Sadie Richards, a FoodCorps Service Member, started with the Boston Public Schools’ Department of Food and Nutrition Services in late August 2011.  FoodCorps, a division of AmeriCorps, aims to reverse the trend of childhood obesity through engaging students in agriculture, educating students about food and nutrition, and facilitating student access to fresh fruits and vegetables grown by local farmers.  Since August, Sadie has been working with the Farm to School Team at BPS and coordinating the Dearborn Middle School Garden, which was generously donated (and constructed!) by a team from Fidelity Investments.    

Sadie teaches a gardening activity block twice a week – Monday and Friday afternoons – during which she and her students do everything from garden maintenance and planting to taste-testing, food preservation, and composting.  Thanks to the clever construction of protective plastic “hoophouses” (and our unusually mild winter weather), the Dearborn Garden is still green!  Growing under the white covers is a diverse mix of crops including radishes, kale, collard greens, lettuce, mustard greens, spinach, swiss chard, and pak choi.

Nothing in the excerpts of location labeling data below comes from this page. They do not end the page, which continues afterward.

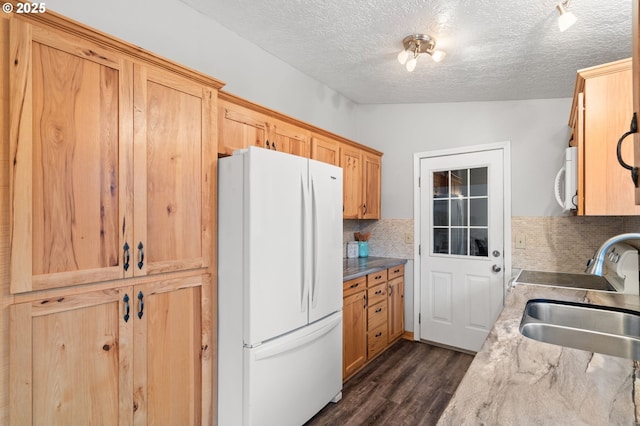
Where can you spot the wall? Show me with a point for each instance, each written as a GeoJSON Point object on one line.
{"type": "Point", "coordinates": [537, 130]}
{"type": "Point", "coordinates": [172, 29]}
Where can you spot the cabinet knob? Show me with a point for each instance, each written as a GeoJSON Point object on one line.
{"type": "Point", "coordinates": [140, 305]}
{"type": "Point", "coordinates": [125, 248]}
{"type": "Point", "coordinates": [140, 255]}
{"type": "Point", "coordinates": [126, 307]}
{"type": "Point", "coordinates": [633, 128]}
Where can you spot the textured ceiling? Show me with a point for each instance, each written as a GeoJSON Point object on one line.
{"type": "Point", "coordinates": [496, 49]}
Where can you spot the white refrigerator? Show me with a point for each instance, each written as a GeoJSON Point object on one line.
{"type": "Point", "coordinates": [279, 288]}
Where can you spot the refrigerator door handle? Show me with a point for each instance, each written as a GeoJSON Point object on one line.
{"type": "Point", "coordinates": [315, 250]}
{"type": "Point", "coordinates": [269, 351]}
{"type": "Point", "coordinates": [305, 241]}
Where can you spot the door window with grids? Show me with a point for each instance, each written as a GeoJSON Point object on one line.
{"type": "Point", "coordinates": [460, 212]}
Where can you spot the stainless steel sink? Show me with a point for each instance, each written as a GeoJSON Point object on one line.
{"type": "Point", "coordinates": [593, 328]}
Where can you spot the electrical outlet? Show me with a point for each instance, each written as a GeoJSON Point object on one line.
{"type": "Point", "coordinates": [408, 238]}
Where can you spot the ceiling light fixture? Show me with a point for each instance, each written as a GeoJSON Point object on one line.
{"type": "Point", "coordinates": [566, 18]}
{"type": "Point", "coordinates": [416, 44]}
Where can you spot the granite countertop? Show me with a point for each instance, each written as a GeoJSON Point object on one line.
{"type": "Point", "coordinates": [516, 380]}
{"type": "Point", "coordinates": [360, 266]}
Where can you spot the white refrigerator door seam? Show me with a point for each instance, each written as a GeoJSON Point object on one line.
{"type": "Point", "coordinates": [305, 267]}
{"type": "Point", "coordinates": [289, 344]}
{"type": "Point", "coordinates": [314, 251]}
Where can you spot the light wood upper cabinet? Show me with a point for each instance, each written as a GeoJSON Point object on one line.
{"type": "Point", "coordinates": [601, 113]}
{"type": "Point", "coordinates": [372, 165]}
{"type": "Point", "coordinates": [239, 128]}
{"type": "Point", "coordinates": [171, 163]}
{"type": "Point", "coordinates": [289, 139]}
{"type": "Point", "coordinates": [102, 194]}
{"type": "Point", "coordinates": [129, 355]}
{"type": "Point", "coordinates": [325, 150]}
{"type": "Point", "coordinates": [351, 163]}
{"type": "Point", "coordinates": [361, 179]}
{"type": "Point", "coordinates": [71, 109]}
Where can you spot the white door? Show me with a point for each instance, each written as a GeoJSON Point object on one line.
{"type": "Point", "coordinates": [462, 244]}
{"type": "Point", "coordinates": [277, 280]}
{"type": "Point", "coordinates": [325, 187]}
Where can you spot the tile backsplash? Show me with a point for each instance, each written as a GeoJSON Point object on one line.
{"type": "Point", "coordinates": [387, 236]}
{"type": "Point", "coordinates": [564, 243]}
{"type": "Point", "coordinates": [552, 243]}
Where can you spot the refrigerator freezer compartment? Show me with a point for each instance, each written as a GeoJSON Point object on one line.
{"type": "Point", "coordinates": [290, 379]}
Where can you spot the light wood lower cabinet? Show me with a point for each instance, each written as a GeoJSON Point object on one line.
{"type": "Point", "coordinates": [396, 308]}
{"type": "Point", "coordinates": [354, 317]}
{"type": "Point", "coordinates": [115, 356]}
{"type": "Point", "coordinates": [373, 316]}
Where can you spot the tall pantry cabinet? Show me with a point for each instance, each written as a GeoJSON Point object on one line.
{"type": "Point", "coordinates": [108, 293]}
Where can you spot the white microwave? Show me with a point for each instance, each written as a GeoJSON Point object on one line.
{"type": "Point", "coordinates": [566, 184]}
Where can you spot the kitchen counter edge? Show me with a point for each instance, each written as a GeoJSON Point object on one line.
{"type": "Point", "coordinates": [353, 268]}
{"type": "Point", "coordinates": [517, 380]}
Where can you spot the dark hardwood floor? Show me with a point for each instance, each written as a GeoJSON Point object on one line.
{"type": "Point", "coordinates": [409, 384]}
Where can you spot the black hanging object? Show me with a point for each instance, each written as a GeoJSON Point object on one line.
{"type": "Point", "coordinates": [634, 170]}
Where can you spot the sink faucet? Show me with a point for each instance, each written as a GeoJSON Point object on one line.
{"type": "Point", "coordinates": [594, 266]}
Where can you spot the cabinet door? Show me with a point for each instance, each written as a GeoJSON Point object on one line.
{"type": "Point", "coordinates": [239, 128]}
{"type": "Point", "coordinates": [70, 360]}
{"type": "Point", "coordinates": [172, 138]}
{"type": "Point", "coordinates": [351, 163]}
{"type": "Point", "coordinates": [168, 338]}
{"type": "Point", "coordinates": [325, 150]}
{"type": "Point", "coordinates": [290, 140]}
{"type": "Point", "coordinates": [71, 141]}
{"type": "Point", "coordinates": [396, 308]}
{"type": "Point", "coordinates": [354, 345]}
{"type": "Point", "coordinates": [371, 186]}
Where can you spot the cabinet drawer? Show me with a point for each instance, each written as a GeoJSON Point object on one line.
{"type": "Point", "coordinates": [351, 286]}
{"type": "Point", "coordinates": [376, 277]}
{"type": "Point", "coordinates": [396, 271]}
{"type": "Point", "coordinates": [377, 315]}
{"type": "Point", "coordinates": [376, 294]}
{"type": "Point", "coordinates": [376, 340]}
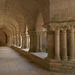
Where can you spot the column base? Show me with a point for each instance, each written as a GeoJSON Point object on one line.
{"type": "Point", "coordinates": [30, 50]}
{"type": "Point", "coordinates": [48, 59]}
{"type": "Point", "coordinates": [57, 58]}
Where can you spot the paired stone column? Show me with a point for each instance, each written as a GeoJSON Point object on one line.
{"type": "Point", "coordinates": [33, 41]}
{"type": "Point", "coordinates": [57, 43]}
{"type": "Point", "coordinates": [64, 44]}
{"type": "Point", "coordinates": [71, 43]}
{"type": "Point", "coordinates": [50, 45]}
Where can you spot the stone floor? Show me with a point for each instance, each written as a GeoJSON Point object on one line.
{"type": "Point", "coordinates": [11, 63]}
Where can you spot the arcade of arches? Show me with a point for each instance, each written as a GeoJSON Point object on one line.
{"type": "Point", "coordinates": [41, 27]}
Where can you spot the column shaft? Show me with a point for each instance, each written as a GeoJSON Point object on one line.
{"type": "Point", "coordinates": [57, 45]}
{"type": "Point", "coordinates": [71, 44]}
{"type": "Point", "coordinates": [64, 45]}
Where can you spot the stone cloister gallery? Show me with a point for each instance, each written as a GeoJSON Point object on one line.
{"type": "Point", "coordinates": [43, 31]}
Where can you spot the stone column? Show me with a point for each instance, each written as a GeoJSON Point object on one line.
{"type": "Point", "coordinates": [14, 40]}
{"type": "Point", "coordinates": [71, 43]}
{"type": "Point", "coordinates": [50, 45]}
{"type": "Point", "coordinates": [33, 41]}
{"type": "Point", "coordinates": [23, 41]}
{"type": "Point", "coordinates": [57, 44]}
{"type": "Point", "coordinates": [64, 44]}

When they are not tending to the raised beds, Sadie leads her students in a variety of food and gardening lessons.  For example, Andy Brooks, President and Founder of Bootstrap Compost, recently spoke to the group about his business, community benefits of composting, as well as the composting process in general.  Sadie led the group in an interactive activity which explored the 5 kingdoms in compost and the life cycle.  Later that week, students participated in a lunchtime collection of apple cores and orange peels for the school compost bin. 

In another recent workshop, Sadie’s students participated in a “pickle cook-off,” in which students tested two different recipes for pickled radishes.  The exercise not only flexed their kitchen skills, but also required some basic multiplication and knowledge of fractions. 

What’s next for the Dearborn Garden?  Sadie has plans for workshops in environmental and food justice, irrigation systems, and food and the media, as well as field trips to the Dudley Farmer’s Market, Boston Gardener, and Haley House.   Best of all, warmer spring weather will mean more time with hands in the dirt!